Organised by Diataxis:
| Section | Contents |
|---|---|
| Tutorials | Getting started, first inference, tokenizer discovery |
| How-to | Install, run inference, export GGUF, cross-validate, validate models |
| Explanation | Architecture, quantization formats, feature flags |
| Reference | Inference CLI, Cross-validation CLI, environment variables, quantization |
See CONTRIBUTING.md.
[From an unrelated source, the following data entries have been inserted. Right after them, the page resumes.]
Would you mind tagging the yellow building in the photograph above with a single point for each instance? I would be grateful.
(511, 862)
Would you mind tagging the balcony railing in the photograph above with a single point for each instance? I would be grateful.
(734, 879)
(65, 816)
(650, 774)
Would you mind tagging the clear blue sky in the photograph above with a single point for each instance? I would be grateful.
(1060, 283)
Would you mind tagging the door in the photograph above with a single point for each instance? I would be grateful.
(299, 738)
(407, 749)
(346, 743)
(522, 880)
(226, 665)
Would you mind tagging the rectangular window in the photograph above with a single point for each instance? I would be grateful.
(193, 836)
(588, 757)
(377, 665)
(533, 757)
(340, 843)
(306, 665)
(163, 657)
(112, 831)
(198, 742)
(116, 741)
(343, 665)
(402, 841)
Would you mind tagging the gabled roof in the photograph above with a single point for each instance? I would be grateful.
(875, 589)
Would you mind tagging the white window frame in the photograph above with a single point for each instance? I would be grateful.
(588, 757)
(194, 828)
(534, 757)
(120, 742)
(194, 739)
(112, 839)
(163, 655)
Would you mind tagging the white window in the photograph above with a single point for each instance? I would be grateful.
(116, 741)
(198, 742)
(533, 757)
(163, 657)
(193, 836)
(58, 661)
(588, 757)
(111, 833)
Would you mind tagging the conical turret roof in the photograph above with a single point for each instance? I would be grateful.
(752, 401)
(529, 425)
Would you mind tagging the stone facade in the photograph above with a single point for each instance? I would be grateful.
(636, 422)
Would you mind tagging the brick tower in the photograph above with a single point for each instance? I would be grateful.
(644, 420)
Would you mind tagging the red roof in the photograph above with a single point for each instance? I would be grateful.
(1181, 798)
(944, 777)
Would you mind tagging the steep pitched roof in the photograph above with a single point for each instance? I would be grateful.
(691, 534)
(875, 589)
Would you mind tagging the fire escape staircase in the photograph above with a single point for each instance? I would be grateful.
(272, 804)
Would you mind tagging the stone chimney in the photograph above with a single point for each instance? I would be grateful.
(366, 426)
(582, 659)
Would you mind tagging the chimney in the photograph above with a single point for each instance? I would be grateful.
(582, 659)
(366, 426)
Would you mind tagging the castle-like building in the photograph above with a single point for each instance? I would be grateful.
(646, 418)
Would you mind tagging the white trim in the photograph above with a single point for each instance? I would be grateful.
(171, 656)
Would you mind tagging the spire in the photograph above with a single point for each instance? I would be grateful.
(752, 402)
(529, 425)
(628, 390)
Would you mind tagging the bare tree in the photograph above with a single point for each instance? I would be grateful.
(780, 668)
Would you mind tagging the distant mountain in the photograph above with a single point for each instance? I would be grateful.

Before opening a PR:
./ci/local.sh # or: cargo fmt --all && cargo clippy --locked ... && cargo nextest run --locked ...Developer workflow boundary: new internal maintenance commands go in xtask; bitnet-task exists only to preserve legacy scripts/*.sh entrypoints while the migration is in flight.
See ROADMAP.md for project direction.
Dual-licensed under MIT and Apache 2.0.